Right after graduating, I worked at a private university as
the Bilingual High School Coordinator. Being in an administrative position so
young caused me to create barriers that hindered my ability to relate to other
teachers as an effective leader. I often failed to guide them as needed. But I
wanted to become better so I started my Masters Degree. I learned a o lot, yes.
But I did not consider myself the best teacher yet. By the time I finished my
Masters Degree in Education, I decided to pursue the challenge of teaching
cross-culturally. I had been accepted to the Dallas ISD Alternative
Certification Program. I was looking forward to being a lever of change for
students in similar situations as I was when I was younger. I teach because I
want to empower my students with the determination to work for their goals, to
maximize their potential regardless of their cultural background, socioeconomic
status, or family situation.
Coming into that school year I thought I already knew
everything. It didn’t take long before I started noticing that coming into the
classroom to give a lecture to elementary students was not going to be the way.

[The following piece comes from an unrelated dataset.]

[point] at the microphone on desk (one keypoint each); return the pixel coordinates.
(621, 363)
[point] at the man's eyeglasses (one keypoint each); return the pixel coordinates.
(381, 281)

Thanks to my former principal and his guidance, I began to realize that these
were the students that I had wanted to advocate for. They came into the
classroom with all sorts of challenges: single parents, low socioeconomic
status, and immigration issues… but they came with the spirit to learn. They
needed me to care for them, not for the job. It was that look in their eyes
when they understood something that really opened mine. It was so hard for me to let that wall come
down, to become an essential part of their lives, and mainly for them to become
part of mine. Teaching was a hard change, but a needed one. It made me
vulnerable not only as a teacher, but also as a person. Part of who I am today
is because of my former students, who allowed me to be part of their lives as
well.
Being already a formed professional, I found myself still
being a student learning for co-workers and mostly from my leaders. With their
help and faith in me, often I found myself in leadership positions. I am truly
grateful for the confidence thy have put in me, and I aspire to become a great
leader.
This school year I have moved to a coaching position. As it
is in every challenge, I have been pulled out of my comfort zone, giving me
room to grow in so many ways. I truly hope to become the leader that the
teachers and students in my campus need. I am eager to learn what I can from them and what I
can do for them in order for us to increase student academic achievement
together. Today I coach teachers to turn education around, because everything
we do is for the students. We look forward to a goal, that by the end of the
school year, 100% of our students achieve at least at 80% mastery of content
and skills to be college-ready. I have been immersed into education to make an
impact in society, and I look forward to fulfilling this dream along with them.